I only know of one person that I race with that has to deal with toe overlap. He is 6' and rides a frame size that is the smallest he can squeeze into (55cm). He also uses 180mm crank arms and wears a size 11 (45.5) Sidi. He has tire stripe wear marks on both toes.
No thank you! JMHO

Btw, no such issues on my 57cm... Just sayin :thumbsup:


----------



## arinowner (Feb 25, 2008)

*sticking*



rhauft said:


> I only know of one person that I race with that has to deal with toe overlap. He is 6' and rides a frame size that is the smallest he can squeeze into (55cm). He also uses 180mm crank arms and wears a size 11 (45.5) Sidi. He has tire stripe wear marks on both toes.
> No thank you! JMHO
> 
> Btw, no such issues on my 57cm... Just sayin :thumbsup:


Well, I think I am going to stick with my 57. I now think that I would have alot of options on it that I wouldn't on the 54. What if I wanted to try 175mm cranks? I wouldn't want to try it on the 54. It may be a little bigger and heavier but I will not have to worry about my toes everytime I turn around in the parking lot.........


----------



## rhauft (Aug 8, 2006)

*14lb. 57cm Orca*



arinowner said:


> What if I wanted to try 175mm cranks?


I use 175mm cranks + 57cm + 45/10.5 Sidi = no issues


----------



## tete de la tour (Oct 26, 2006)

1st. sorry about the pics and probably don't help much.

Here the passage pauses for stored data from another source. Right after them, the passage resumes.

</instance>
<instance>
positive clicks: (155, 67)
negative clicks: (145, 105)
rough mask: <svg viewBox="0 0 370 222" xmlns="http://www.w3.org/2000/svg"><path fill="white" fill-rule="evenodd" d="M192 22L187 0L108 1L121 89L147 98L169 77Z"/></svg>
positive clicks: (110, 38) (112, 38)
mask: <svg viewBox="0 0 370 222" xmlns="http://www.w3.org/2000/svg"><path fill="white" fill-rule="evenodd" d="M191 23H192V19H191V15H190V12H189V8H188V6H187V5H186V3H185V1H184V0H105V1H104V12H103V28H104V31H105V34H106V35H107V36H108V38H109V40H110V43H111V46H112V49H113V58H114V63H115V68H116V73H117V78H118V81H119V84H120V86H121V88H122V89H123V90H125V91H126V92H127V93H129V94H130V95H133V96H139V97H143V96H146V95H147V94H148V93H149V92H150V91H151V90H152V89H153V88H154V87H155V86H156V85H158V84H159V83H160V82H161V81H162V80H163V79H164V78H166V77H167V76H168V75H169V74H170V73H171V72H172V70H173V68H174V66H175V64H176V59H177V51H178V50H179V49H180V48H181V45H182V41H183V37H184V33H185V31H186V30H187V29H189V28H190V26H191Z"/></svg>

This pic is sidi 45/10.5 at heels down with 172.5 cranks @ 3:00 arm postion. wheel turned left for overlapping. 








Level down - same position








Toes down - same position









probably serves no purpose but I did play with the overlap out front and it is very minimal. but of course cleat position and cranks arm length will come into play. these pics could be better and would show a maximum overlap of about 1 cm if that. and many cases i tried to overlap it simply did not happen. but I guess it only takes once to look like a fool.

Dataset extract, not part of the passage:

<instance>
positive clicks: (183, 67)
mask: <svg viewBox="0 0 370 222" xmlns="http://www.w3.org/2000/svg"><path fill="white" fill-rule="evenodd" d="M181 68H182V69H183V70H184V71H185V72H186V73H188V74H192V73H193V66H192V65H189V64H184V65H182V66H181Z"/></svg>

EDIT: Rhauft and I have many of the same measurements, however we are two very different animals. I am certainly beneath him on the food chain of cycling and in his many years experience would not challenge his opinion. Very knowledgeable indeed. 

For me I am extremely happy with the cramped/pinched position and am just having a blast with how much more response I have with it. I've been doing some more LSD rides and find it just fine. i guess as I continue to get in shape and find myself getting more involved with the group I will find out if the benefits exist or not, but regardless it is very fun. It could also be the 09 frame set just feels that much better than the 07/08. The feel is definitely improved.


----------



## dave99ag (Jul 26, 2005)

At 6'3", I considered a 57 Orca, but decided it might be a bit too aggressive for me. I currently ride a 60 with a 110 stem and ~5-6" of saddle to bar drop. I'd like to try a 57 sometime just to see how aggressive the fit would be though.


----------



## rhauft (Aug 8, 2006)

dave99ag said:


> At 6'3", I considered a 57 Orca, but decided it might be a bit too aggressive for me. I currently ride a 60 with a 110 stem and ~5-6" of saddle to bar drop. I'd like to try a 57 sometime just to see how aggressive the fit would be though.


What's your inseam?


----------



## MaestroXC (Sep 15, 2005)

> At 6'3", I considered a 57 Orca, but decided it might be a bit too aggressive for me. I currently ride a 60 with a 110 stem and ~5-6" of saddle to bar drop. I'd like to try a 57 sometime just to see how aggressive the fit would be though.


I'm 6' 3" as well, and I'm on a 57 aluminum Orbea. My inseam isn't very long, so my saddle height (along the axis of the seat tube) is 78cm. I'm currently running about 8 or 9 cm of bar drop, which isn't extreme, but my stem has only about 5mm of spacers between it and the top headset cap. 

The Orca has a longer headtube than my bike by about 8mm; so it should be easy to get your current bar height on the 57.


----------